Given the wealth of data OpenSignal holds, the company has had interest from other parties. Since it first started producing Android fragmentation reports a few years back, it has piqued the interest of companies who want a regularly updated index. And there is at least one major Internet company buying these reports, though due to an NDA agreement, OpenSignal isn’t at liberties to disclose who.
But it is worth noting here that OpenSignal gains a more all-encompassing picture of the state of Android than perhaps even Google could, because Google only has access to the “Google Play” Android, not the entire Android ecosystem. Many Android devices in China, for example, don’t use Google Play services. Other companies use “forked” versions of Android, such as Amazon.
But in addition to that, OpenSignal actually tracks more attributes per device, and can tell you, for example, what ARM processors are being used in emerging markets. OpenSignal doesn’t just track device fragmentation, but attribute fragmentation too.
“For each off these attributes, we can look at the market share and how that’s fluctuating,” Robinson explained. “We can say, for example, how many of the devices that shipped in Scandinavia have Bluetooth LE sensors.”
Spin-offs
We may start to see more spin-off apps from OpenSignal with specific use cases in mind, similar to what it has done with WeatherSignal.

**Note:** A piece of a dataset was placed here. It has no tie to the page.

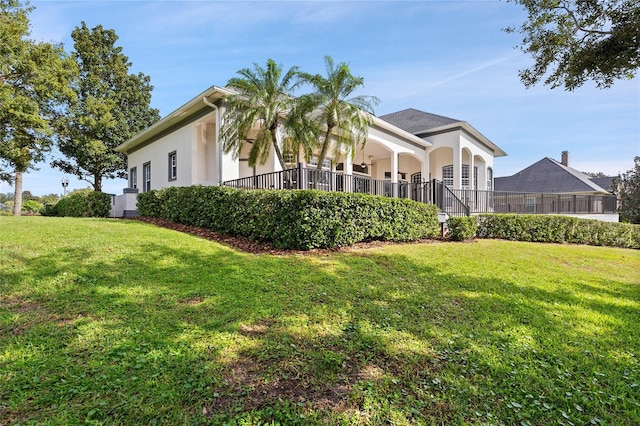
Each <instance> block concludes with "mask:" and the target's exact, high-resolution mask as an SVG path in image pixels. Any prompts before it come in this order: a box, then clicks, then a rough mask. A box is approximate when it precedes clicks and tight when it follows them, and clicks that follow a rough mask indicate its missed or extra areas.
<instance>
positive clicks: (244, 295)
mask: <svg viewBox="0 0 640 426" xmlns="http://www.w3.org/2000/svg"><path fill="white" fill-rule="evenodd" d="M639 358H640V251H637V250H624V249H612V248H602V247H588V246H570V245H546V244H533V243H518V242H506V241H491V240H479V241H474V242H471V243H430V244H406V245H393V246H384V247H379V248H373V249H366V250H365V249H362V250H353V251H349V252H344V253H334V252H327V253H324V252H323V253H315V254H307V255H288V256H272V255H250V254H245V253H242V252H238V251H236V250H233V249H230V248H227V247H225V246H222V245H220V244H217V243H214V242H210V241H207V240H203V239H199V238H196V237H193V236H190V235H185V234H181V233H178V232H175V231H170V230H166V229H161V228H156V227H154V226H151V225H148V224H145V223H141V222H136V221H123V220H94V219H71V218H45V217H22V218H14V217H0V424H2V425H9V424H14V423H23V424H26V423H38V424H79V423H87V422H88V423H92V424H191V423H193V424H203V423H210V424H222V423H227V424H243V425H249V424H264V423H267V424H272V423H273V424H315V423H322V424H509V425H511V424H518V425H519V424H522V425H529V424H530V425H547V424H564V425H571V424H575V425H585V424H615V425H632V424H640V386H639V385H640V359H639Z"/></svg>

We’re told that it is currently trying to build “the best free-Wi-Fi database in the world,” which users can tap into to instantly find the nearest (and best) free Internet service. While OpenSignal already gathers data on Wi-Fi hotspots around the globe — 400 million and counting — it would require active user input to “tag” locations as free.

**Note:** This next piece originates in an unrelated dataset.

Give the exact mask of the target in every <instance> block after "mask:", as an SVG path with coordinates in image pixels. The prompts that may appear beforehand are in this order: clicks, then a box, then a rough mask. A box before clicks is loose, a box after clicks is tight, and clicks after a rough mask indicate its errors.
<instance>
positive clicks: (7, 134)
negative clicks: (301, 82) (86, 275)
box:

There is already another standalone app from OpenSignal out there called CrisisSignal, which is like a real-time version of the main OpenSignal app designed for very specific circumstances — disasters.
It was tested after Hurricane Sandy in 2012 to establish where networks were strongest, and was used to determine where the best places were to set up aid centers.
It’s also being used as part of the Ebola crisis in West Africa. Microsoft cofounder Paul Allen donated 10,000 phones to non-governmental organizations (NGOs) working in the region, and the CrisisSignal app helps inform those NGOs where the best areas are for setting up camps.
State of play
With its newly launched sensor library and report, OpenSignal is hoping to document and summarize the changes that have been happening in the smartphone realm, serving up a little historical context on sensor networks (they’re centuries old) and how mobile phones are giving them a new lease of life.
OpenSignal hopes that people will use the sensor library to look up the different kinds of sensors that are in mobile phones and what portion of devices they’re on. The library could be a useful tool for journalists wishing to know when the first light meter came onto a phone, for instance.
Similarly, a company or developer considering a new app that requires, say, Bluetooth LE, can use the library to find out which devices are Bluetooth LE-enabled — and decide whether it’s worth their while building the app.
OpenSignal is also touting the benefits of sensor networks in an effort to encourage companies to start building their own. “There’s too much stuff for one team to do,” said Johnston.